Lors de la quatrième saison, ce travail sur les féminités est d’ailleurs alimenté par l’arrivée d’une nouvelle détenue qui élargit davantage ce panel. Alison est une femme noire portant le hijab qui ne se laisse pas marcher sur les pieds. Lorsqu’elle commence à s’installer dans le box qui lui est attitré, Cindy, une des détenues de la communauté afro-américaine, l’attaque tout de suite à propos de son voile en accusant ses « frères » de mener un combat idéologique contre les USA. Cette scène permet de mettre en lumière l’islamophobie ambiante aux États-Unis, en même temps qu’elle fait d’Alison une musulmane des plus badass, qui lui répond du tac-au-tac : « Tu veux vraiment qu’on parle de ça, toi et moi ? », comme pour lui montrer qu’elle est prête à se battre pour défendre ses choix religieux.

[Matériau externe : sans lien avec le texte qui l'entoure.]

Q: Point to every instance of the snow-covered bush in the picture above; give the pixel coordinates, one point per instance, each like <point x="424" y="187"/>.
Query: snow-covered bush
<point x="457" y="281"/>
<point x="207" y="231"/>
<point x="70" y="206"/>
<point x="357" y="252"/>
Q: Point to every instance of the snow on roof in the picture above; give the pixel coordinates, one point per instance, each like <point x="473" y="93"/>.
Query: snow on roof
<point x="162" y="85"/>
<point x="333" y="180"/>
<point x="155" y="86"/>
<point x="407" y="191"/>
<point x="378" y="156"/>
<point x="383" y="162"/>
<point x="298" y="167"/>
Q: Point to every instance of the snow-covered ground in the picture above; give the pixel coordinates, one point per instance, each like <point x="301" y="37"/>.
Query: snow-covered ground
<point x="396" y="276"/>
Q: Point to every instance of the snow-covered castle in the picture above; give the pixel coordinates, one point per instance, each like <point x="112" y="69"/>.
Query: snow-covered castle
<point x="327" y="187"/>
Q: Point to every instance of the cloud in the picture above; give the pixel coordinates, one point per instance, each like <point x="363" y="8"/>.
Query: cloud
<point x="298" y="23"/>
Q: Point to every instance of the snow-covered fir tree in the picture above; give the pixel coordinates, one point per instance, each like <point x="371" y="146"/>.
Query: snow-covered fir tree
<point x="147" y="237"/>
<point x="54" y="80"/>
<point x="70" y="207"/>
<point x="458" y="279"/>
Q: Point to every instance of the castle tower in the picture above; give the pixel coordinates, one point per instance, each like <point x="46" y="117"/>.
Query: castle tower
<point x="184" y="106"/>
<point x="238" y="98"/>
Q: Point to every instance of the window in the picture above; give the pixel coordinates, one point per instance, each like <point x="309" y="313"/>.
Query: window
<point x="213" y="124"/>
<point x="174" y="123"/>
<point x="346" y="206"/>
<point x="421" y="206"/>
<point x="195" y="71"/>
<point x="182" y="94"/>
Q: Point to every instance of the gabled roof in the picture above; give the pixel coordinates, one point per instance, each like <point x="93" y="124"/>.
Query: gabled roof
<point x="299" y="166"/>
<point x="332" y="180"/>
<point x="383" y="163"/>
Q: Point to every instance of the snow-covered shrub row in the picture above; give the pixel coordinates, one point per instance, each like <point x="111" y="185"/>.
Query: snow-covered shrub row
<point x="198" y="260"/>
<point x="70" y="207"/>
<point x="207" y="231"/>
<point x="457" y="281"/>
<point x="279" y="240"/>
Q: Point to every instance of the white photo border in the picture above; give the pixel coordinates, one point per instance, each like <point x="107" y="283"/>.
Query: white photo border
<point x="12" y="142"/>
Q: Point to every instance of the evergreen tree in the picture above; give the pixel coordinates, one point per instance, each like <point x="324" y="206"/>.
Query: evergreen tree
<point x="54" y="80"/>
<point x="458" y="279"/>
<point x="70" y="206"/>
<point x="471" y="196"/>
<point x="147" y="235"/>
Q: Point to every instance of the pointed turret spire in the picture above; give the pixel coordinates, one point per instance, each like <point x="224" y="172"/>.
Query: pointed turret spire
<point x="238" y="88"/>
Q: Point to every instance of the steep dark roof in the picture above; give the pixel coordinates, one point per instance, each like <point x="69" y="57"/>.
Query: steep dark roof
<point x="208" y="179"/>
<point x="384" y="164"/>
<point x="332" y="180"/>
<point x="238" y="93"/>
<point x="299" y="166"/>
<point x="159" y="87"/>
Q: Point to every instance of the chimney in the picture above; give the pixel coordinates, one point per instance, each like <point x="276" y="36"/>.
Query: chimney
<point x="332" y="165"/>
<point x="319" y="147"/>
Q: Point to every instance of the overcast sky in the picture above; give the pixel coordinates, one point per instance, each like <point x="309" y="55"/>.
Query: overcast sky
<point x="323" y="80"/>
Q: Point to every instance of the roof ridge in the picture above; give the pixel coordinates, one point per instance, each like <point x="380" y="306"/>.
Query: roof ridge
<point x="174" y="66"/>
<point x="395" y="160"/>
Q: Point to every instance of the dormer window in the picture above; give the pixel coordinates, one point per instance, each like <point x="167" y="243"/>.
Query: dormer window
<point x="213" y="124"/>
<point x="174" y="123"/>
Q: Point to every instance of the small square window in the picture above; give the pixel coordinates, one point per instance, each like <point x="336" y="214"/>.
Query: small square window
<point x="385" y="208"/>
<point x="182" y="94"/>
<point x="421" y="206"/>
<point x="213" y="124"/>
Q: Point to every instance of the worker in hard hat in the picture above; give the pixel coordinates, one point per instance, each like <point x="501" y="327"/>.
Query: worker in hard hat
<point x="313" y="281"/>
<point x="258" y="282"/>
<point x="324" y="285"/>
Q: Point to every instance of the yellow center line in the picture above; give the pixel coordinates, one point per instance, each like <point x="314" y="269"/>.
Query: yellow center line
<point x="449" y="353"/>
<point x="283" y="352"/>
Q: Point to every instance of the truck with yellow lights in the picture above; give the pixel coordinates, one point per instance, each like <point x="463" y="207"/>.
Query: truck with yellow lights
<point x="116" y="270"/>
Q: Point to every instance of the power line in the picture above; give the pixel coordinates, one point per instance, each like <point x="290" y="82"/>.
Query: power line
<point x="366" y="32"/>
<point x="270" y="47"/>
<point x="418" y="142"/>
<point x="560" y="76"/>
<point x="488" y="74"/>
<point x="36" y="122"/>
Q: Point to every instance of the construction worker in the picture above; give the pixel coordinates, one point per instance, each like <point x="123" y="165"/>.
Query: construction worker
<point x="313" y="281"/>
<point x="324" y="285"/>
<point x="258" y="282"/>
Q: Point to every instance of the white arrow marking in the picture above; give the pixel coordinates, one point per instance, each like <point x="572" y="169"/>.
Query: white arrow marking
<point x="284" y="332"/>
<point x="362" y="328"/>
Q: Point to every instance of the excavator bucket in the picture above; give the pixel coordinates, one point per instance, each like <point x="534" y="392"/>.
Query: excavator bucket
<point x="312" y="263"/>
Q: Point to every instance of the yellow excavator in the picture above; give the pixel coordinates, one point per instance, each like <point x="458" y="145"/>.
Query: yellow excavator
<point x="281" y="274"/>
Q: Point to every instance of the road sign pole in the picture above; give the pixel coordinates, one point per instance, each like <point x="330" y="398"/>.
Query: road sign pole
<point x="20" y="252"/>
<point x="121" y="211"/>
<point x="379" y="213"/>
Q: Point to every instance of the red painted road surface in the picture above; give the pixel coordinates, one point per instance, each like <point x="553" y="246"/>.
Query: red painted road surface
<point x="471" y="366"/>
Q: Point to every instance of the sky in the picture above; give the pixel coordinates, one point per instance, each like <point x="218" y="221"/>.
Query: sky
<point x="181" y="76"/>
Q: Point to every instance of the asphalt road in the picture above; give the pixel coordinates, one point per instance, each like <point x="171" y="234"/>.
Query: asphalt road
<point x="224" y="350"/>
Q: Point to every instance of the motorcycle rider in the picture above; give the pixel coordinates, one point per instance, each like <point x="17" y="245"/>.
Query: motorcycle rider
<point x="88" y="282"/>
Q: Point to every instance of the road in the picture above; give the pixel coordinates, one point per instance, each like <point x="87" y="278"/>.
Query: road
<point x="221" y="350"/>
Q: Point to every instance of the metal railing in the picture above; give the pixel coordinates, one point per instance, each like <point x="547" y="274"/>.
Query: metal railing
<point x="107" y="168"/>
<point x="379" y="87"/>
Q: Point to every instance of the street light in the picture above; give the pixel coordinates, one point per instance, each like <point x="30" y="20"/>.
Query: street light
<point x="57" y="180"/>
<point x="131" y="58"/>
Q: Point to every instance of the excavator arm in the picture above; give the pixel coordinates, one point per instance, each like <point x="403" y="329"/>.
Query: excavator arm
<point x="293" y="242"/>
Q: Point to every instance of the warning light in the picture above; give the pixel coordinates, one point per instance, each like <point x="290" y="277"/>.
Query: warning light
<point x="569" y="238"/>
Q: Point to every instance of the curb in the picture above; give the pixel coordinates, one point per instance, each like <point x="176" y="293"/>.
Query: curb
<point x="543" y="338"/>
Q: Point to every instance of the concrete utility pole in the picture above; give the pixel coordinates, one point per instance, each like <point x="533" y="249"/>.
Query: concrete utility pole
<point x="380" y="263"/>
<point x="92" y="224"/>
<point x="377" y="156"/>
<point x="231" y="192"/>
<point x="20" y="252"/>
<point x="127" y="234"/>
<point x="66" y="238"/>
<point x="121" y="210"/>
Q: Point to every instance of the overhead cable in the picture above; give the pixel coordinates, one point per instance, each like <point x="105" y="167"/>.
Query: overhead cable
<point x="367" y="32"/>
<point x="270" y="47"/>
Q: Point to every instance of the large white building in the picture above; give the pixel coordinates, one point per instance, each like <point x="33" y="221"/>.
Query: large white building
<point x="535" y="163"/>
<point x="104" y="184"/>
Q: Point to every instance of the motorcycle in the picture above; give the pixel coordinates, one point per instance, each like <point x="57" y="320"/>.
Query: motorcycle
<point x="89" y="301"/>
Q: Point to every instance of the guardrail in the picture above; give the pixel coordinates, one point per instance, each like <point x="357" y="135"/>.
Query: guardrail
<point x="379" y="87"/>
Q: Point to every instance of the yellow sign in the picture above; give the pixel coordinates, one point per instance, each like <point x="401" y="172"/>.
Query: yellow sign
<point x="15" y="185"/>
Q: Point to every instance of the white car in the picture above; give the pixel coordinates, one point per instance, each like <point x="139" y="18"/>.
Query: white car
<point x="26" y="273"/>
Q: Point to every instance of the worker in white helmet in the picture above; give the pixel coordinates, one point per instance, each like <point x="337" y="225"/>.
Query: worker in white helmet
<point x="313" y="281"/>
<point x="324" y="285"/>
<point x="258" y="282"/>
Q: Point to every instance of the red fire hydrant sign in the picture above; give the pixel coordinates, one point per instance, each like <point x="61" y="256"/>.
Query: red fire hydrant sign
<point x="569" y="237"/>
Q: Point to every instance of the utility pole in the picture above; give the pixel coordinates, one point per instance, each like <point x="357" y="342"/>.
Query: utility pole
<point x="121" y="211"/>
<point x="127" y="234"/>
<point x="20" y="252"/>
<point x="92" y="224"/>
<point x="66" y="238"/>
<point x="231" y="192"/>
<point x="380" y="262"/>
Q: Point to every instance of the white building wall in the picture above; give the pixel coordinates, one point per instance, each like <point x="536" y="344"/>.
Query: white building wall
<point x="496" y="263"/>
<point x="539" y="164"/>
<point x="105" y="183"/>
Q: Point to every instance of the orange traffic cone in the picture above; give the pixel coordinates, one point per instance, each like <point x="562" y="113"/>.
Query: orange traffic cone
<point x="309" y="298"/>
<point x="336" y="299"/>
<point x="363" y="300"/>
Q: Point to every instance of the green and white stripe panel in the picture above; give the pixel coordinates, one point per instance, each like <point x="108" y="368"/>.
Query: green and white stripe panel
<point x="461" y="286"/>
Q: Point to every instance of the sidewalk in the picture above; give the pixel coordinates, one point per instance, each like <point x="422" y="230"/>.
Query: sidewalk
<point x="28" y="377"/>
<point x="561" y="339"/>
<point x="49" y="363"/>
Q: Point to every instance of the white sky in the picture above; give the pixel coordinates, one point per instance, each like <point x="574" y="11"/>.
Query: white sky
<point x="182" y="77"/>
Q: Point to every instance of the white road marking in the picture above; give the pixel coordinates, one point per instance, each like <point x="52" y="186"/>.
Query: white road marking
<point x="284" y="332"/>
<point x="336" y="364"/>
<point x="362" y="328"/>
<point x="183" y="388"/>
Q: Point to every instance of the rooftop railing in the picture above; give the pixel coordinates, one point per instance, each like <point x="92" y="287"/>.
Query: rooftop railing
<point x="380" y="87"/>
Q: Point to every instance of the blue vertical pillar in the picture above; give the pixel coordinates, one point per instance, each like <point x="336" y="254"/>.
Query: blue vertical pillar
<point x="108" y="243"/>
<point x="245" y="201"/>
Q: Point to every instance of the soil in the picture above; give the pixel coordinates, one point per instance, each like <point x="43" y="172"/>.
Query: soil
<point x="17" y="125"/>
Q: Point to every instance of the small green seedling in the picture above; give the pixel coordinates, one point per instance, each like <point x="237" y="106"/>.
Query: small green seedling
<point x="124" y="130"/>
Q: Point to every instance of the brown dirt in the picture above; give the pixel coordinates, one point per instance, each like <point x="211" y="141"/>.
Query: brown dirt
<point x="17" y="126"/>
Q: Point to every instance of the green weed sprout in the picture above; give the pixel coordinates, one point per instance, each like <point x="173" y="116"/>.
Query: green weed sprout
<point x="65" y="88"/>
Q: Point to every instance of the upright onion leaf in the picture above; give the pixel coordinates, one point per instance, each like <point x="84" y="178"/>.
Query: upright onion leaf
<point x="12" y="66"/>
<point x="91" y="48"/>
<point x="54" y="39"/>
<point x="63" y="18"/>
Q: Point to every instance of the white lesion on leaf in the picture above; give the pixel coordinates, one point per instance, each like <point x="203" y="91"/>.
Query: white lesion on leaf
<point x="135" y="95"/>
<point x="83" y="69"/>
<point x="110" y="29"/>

Parallèlement à cela, puisque chaque femme fait plus ou moins office de porte-drapeaux des questions liées aux particularités de sa culture, le personnage d’Alison est très intéressant car il permet de défaire les archétypes à propos des femmes musulmanes. Le fait de choisir une femme noire permet de bousculer une représentation unique des musulmanes, mais aussi et surtout de croiser les problématiques de religion, de genre et de race : Alison a plusieurs identités, et c’est le croisement des multiples facettes de son personnage qui la rend si complexe.
Néanmoins, la série reste problématique sur quelques aspects concernant le personnage d’Alison. Puisque chaque femme représente une communauté et ses coutumes dans Orange is the new black, on pourrait par exemple reprocher à la série de perpétuer des stéréotypes de l’imaginaire commun à propos du mariage islamique. C’est Meeran Karim, une journaliste musulmane de la City University of New York qui en parle le mieux dans son article pour Slate : « Il s’avère que la seule détenue musulmane de la série est engagée dans un mariage polygame et devient jalouse de l’autre femme. Bien que le Coran autorise les hommes musulmans à avoir un maximum de quatre femmes (…) la pratique est très peu répandue, spécifiquement sur le sol américain. » Ici, on voit qu’en voulant briser certains stéréotypes à propos des femmes musulmanes, la série de Jenji Kohan en crée malheureusement d’autres.
Adena El-Amin dans The Bold Type
Enfin, The Bold Type est aussi un exemple de la remise en question concrète des stéréotypes à propos des femmes musulmanes, plus particulièrement concernant *roulement de tambour* : LA SEXUALITÉ. On le voit dès le premier épisode : la série introduit Adena El-Amin, une photographe iranienne venue exposer son travail dans une galerie new-yorkaise, qui s’impose de manière magistrale dès le début de la narration. Alors que Kat, la responsable du pôle Communication du magazine féminin Scarlet, démarre leur entrevue en la traitant de « lâche », Adena se défend en lui rappelant qu’elle se définit ouvertement comme « musulmane, lesbienne et fière » dans sa bio Twitter : peut-on faire une entrée plus kickass?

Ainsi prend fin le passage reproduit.